Bolander’s style is varied, often poetic, and highly allusive/metaphorical, an aspect one sees right from the opening line — “There is a secret buried beneath the mountain’s gray skin” — an image which of course calls up the look of an elephant. And she does a nice job differentiating the elephants’ voice from humanity’s, creating a more rhythmic, formal, almost ritualistic kind of style.
There are times where I found myself wishing Bolander had been more selective in her use of metaphor/simile, where they seemed to pile one upon the other so that they became distracting rather than enhancing. And that note quoted above felt like another misstep stylistically, trying too hard (implausibly and possibly insultingly so) to present the girl as nearly illiterate.

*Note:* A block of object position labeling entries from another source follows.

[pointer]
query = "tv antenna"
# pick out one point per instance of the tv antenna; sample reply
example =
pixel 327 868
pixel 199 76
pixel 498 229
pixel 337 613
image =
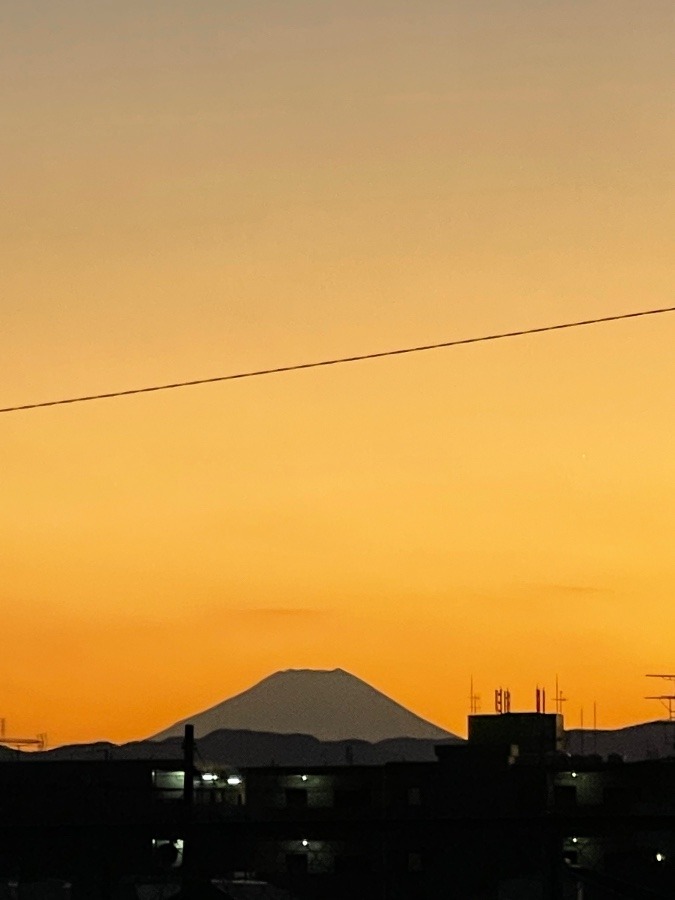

But those were minor complaints compared to the stimulating structure, strong stylistic touches, thematic depth. And if the first part of The Only Harmless Great Thing isn’t quite as moving as I might have expected, Bolander makes up for it with a truly killer ending. Recommended.
[I’d be remiss, by the way, not to point you to Radium Girls by Kate Moore, one of the best non-fiction books I’ve read in the past few years and thus one I cannot recommend strongly enough.]
~Bill Capossere
I deeply love The Only Harmless Great Thing. The fictional overlapping of the very real stories of the radium girls and Topsy the elephant is made into so much more than the sum of its parts by the way Bolander weaves it into a speculative past by showing us the future it could have built. The Only Harmless Great Thing is a beautiful, heartbreaking, deeply re-readable story full of all the things Bolander does gorgeously: thoughtfulness, stark imagery, and rage.
~Skye Walker
I’ll have to read this one.
I think writers take a step wrong when they try to show a character is illiterate by making them chose a more complicated spelling of word rather than the simpler, or the wrong word. To me, I can’t see the logic of “knot,” except for how it looks in the sentence. It adds a degree of meta-fictional complexity (it’s a *knot*) but it doesn’t seem to fit with someone who maybe only got a 3rd grade education. Just my two cents– or two sense– worth.
I agree, Marion. If an author is trying to show illiteracy or a lack of education, it makes more sense if a character writes “would of” instead of “would have,” for example, because that’s a really common mistake. But over-complicating a word unnecessarily doesn’t always come across the right way.
Also: I definitely want to read this one, especially knowing what I do about the radium girls and Topsy.